Here are a couple tricks to making pizzeria-quality pizza at home.


  • 1/2 cup semolina + 1/2 cup all-purpose flour
  • 1 roll of your favorite shop's pizza dough
  • 6 ounces tomato sauce
  • 2 cups shredded mozzarella cheese
  • 1 1/2 cups Italian sausage, parcooked
  • 2 tablespoons basil, rough chopped
  • 2 tablespoons extra-virgin olive oil
  • Salt and pepper


  1. Preheat oven to 475°F. Place pizza stone inside.
  2. While the stone heats up, lay out 2 layers of aluminum foil the size of the pizza stone (or the size of a baking sheet if you don't have a pizza stone).
  3. Dust your clean countertop with semolina and flour mixture, creating a light layer of flour to keep your dough from sticking.
  4. Roll out your dough to the size of your stone/baking sheet, ensuring that all sides are even and as thin as possible, or to your desired thickness.
  5. Press the ends of the dough into a small wall against your two hands, creating crust/border to keep your pizza goodness contained.
  6. Transfer rolled out dough on aluminum foil and start to assemble pizza.
  7. With a large basting spoon, pour the tomato sauce in the center of the pizza.

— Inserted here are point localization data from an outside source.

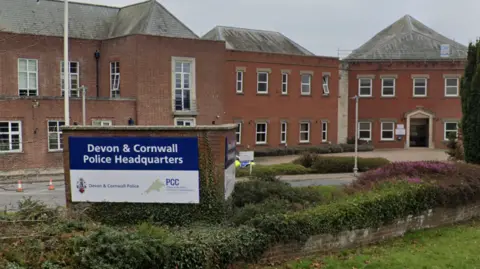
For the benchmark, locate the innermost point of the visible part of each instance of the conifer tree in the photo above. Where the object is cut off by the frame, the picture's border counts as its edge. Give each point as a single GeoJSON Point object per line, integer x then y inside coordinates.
{"type": "Point", "coordinates": [470, 96]}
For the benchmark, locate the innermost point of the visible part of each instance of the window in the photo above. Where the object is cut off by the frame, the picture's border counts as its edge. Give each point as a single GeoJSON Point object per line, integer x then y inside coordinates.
{"type": "Point", "coordinates": [306, 84]}
{"type": "Point", "coordinates": [10, 136]}
{"type": "Point", "coordinates": [238, 133]}
{"type": "Point", "coordinates": [262, 82]}
{"type": "Point", "coordinates": [365, 87]}
{"type": "Point", "coordinates": [365, 131]}
{"type": "Point", "coordinates": [450, 129]}
{"type": "Point", "coordinates": [102, 123]}
{"type": "Point", "coordinates": [239, 82]}
{"type": "Point", "coordinates": [27, 77]}
{"type": "Point", "coordinates": [387, 130]}
{"type": "Point", "coordinates": [324, 131]}
{"type": "Point", "coordinates": [185, 122]}
{"type": "Point", "coordinates": [261, 133]}
{"type": "Point", "coordinates": [55, 136]}
{"type": "Point", "coordinates": [114, 79]}
{"type": "Point", "coordinates": [283, 132]}
{"type": "Point", "coordinates": [451, 86]}
{"type": "Point", "coordinates": [284, 83]}
{"type": "Point", "coordinates": [388, 87]}
{"type": "Point", "coordinates": [304, 132]}
{"type": "Point", "coordinates": [326, 89]}
{"type": "Point", "coordinates": [183, 73]}
{"type": "Point", "coordinates": [74, 79]}
{"type": "Point", "coordinates": [419, 87]}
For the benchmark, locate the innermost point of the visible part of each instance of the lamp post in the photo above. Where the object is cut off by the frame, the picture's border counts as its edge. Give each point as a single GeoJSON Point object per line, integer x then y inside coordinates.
{"type": "Point", "coordinates": [84, 110]}
{"type": "Point", "coordinates": [355, 167]}
{"type": "Point", "coordinates": [66, 66]}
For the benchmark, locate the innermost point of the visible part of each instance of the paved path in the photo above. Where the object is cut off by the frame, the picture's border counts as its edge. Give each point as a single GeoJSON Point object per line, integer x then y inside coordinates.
{"type": "Point", "coordinates": [39, 191]}
{"type": "Point", "coordinates": [394, 155]}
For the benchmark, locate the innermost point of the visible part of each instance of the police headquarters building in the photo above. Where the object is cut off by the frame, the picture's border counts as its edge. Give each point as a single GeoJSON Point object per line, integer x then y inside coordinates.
{"type": "Point", "coordinates": [140, 65]}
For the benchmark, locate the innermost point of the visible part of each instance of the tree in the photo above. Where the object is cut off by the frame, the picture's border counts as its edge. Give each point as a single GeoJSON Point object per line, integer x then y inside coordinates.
{"type": "Point", "coordinates": [470, 95]}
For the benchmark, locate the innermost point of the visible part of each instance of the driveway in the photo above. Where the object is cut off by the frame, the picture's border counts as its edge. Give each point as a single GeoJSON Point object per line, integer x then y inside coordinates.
{"type": "Point", "coordinates": [394, 155]}
{"type": "Point", "coordinates": [9, 198]}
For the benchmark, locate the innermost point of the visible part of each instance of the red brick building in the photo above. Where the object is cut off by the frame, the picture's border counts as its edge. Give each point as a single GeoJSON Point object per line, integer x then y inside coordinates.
{"type": "Point", "coordinates": [278, 93]}
{"type": "Point", "coordinates": [140, 65]}
{"type": "Point", "coordinates": [407, 78]}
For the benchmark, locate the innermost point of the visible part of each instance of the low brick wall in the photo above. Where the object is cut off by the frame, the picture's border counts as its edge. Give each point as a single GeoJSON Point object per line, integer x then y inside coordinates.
{"type": "Point", "coordinates": [325, 243]}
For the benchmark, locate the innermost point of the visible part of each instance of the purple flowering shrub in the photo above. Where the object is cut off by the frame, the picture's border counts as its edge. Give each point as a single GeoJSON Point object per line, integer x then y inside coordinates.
{"type": "Point", "coordinates": [411, 171]}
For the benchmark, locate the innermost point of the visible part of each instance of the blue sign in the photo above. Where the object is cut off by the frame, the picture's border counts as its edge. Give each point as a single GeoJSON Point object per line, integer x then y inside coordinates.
{"type": "Point", "coordinates": [133, 153]}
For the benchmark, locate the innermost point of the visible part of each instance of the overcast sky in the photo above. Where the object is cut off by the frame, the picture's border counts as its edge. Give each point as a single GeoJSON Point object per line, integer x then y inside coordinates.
{"type": "Point", "coordinates": [324, 26]}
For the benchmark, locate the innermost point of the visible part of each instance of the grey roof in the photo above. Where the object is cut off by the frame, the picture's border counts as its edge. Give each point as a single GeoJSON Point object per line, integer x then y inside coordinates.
{"type": "Point", "coordinates": [87, 21]}
{"type": "Point", "coordinates": [256, 41]}
{"type": "Point", "coordinates": [407, 39]}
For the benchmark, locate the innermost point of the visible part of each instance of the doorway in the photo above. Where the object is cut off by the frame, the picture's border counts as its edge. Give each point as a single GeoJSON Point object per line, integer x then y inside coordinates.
{"type": "Point", "coordinates": [419, 133]}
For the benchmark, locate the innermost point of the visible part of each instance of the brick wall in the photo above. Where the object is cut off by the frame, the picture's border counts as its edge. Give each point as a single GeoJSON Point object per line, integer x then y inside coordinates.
{"type": "Point", "coordinates": [154, 78]}
{"type": "Point", "coordinates": [35, 153]}
{"type": "Point", "coordinates": [326, 243]}
{"type": "Point", "coordinates": [249, 106]}
{"type": "Point", "coordinates": [377, 107]}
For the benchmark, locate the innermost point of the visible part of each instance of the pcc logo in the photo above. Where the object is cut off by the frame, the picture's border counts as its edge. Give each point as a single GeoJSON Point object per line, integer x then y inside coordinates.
{"type": "Point", "coordinates": [172, 182]}
{"type": "Point", "coordinates": [81, 185]}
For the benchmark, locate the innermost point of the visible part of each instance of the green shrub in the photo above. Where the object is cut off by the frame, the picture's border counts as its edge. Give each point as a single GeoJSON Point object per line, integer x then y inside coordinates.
{"type": "Point", "coordinates": [292, 199]}
{"type": "Point", "coordinates": [322, 149]}
{"type": "Point", "coordinates": [203, 247]}
{"type": "Point", "coordinates": [325, 165]}
{"type": "Point", "coordinates": [364, 210]}
{"type": "Point", "coordinates": [255, 192]}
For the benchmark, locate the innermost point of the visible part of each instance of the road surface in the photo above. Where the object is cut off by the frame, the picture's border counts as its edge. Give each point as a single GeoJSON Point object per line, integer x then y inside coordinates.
{"type": "Point", "coordinates": [9, 198]}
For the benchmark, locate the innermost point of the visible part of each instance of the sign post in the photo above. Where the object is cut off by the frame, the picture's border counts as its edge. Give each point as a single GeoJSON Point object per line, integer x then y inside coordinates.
{"type": "Point", "coordinates": [247, 157]}
{"type": "Point", "coordinates": [134, 169]}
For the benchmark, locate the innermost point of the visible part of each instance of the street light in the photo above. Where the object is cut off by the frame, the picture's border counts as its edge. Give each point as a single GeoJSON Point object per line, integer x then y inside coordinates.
{"type": "Point", "coordinates": [84, 111]}
{"type": "Point", "coordinates": [355, 167]}
{"type": "Point", "coordinates": [66, 65]}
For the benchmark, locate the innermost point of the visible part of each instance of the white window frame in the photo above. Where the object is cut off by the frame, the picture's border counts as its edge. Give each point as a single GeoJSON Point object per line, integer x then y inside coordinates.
{"type": "Point", "coordinates": [360, 87]}
{"type": "Point", "coordinates": [192, 83]}
{"type": "Point", "coordinates": [10, 134]}
{"type": "Point", "coordinates": [324, 131]}
{"type": "Point", "coordinates": [239, 82]}
{"type": "Point", "coordinates": [308, 84]}
{"type": "Point", "coordinates": [262, 82]}
{"type": "Point", "coordinates": [283, 132]}
{"type": "Point", "coordinates": [445, 136]}
{"type": "Point", "coordinates": [191, 122]}
{"type": "Point", "coordinates": [115, 79]}
{"type": "Point", "coordinates": [238, 133]}
{"type": "Point", "coordinates": [99, 122]}
{"type": "Point", "coordinates": [325, 84]}
{"type": "Point", "coordinates": [388, 87]}
{"type": "Point", "coordinates": [456, 87]}
{"type": "Point", "coordinates": [284, 83]}
{"type": "Point", "coordinates": [58, 134]}
{"type": "Point", "coordinates": [369, 131]}
{"type": "Point", "coordinates": [257, 133]}
{"type": "Point", "coordinates": [426, 87]}
{"type": "Point", "coordinates": [302, 132]}
{"type": "Point", "coordinates": [383, 129]}
{"type": "Point", "coordinates": [70, 74]}
{"type": "Point", "coordinates": [28, 74]}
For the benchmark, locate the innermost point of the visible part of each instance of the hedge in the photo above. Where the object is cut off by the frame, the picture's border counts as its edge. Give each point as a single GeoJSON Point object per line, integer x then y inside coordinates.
{"type": "Point", "coordinates": [313, 164]}
{"type": "Point", "coordinates": [219, 246]}
{"type": "Point", "coordinates": [323, 149]}
{"type": "Point", "coordinates": [274, 169]}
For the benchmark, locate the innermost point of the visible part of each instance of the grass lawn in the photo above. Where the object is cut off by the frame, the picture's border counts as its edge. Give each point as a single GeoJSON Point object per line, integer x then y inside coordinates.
{"type": "Point", "coordinates": [453, 247]}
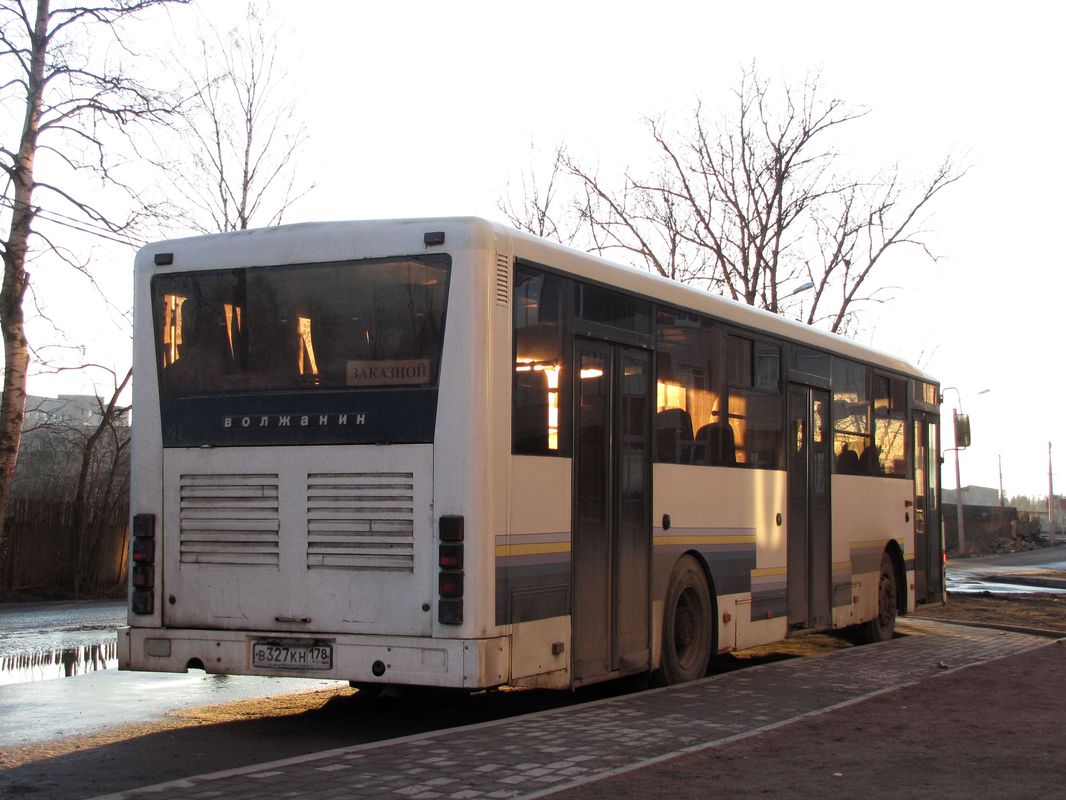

Draw circles with the sauce, starting from the center, slowly moving outwards in a circular motion.
  8. Sprinkle one cup of cheese evenly over sauce. Add sausage and basil, sprinkling around evenly. Finish off with remaining cheese, salt and pepper.
  9. Using a brush, paint the crust with extra virgin olive oil.
  10. Place pizza on stone/baking sheet and cook for 20-30 minutes, or until cheese is melted and the crust is dark golden brown.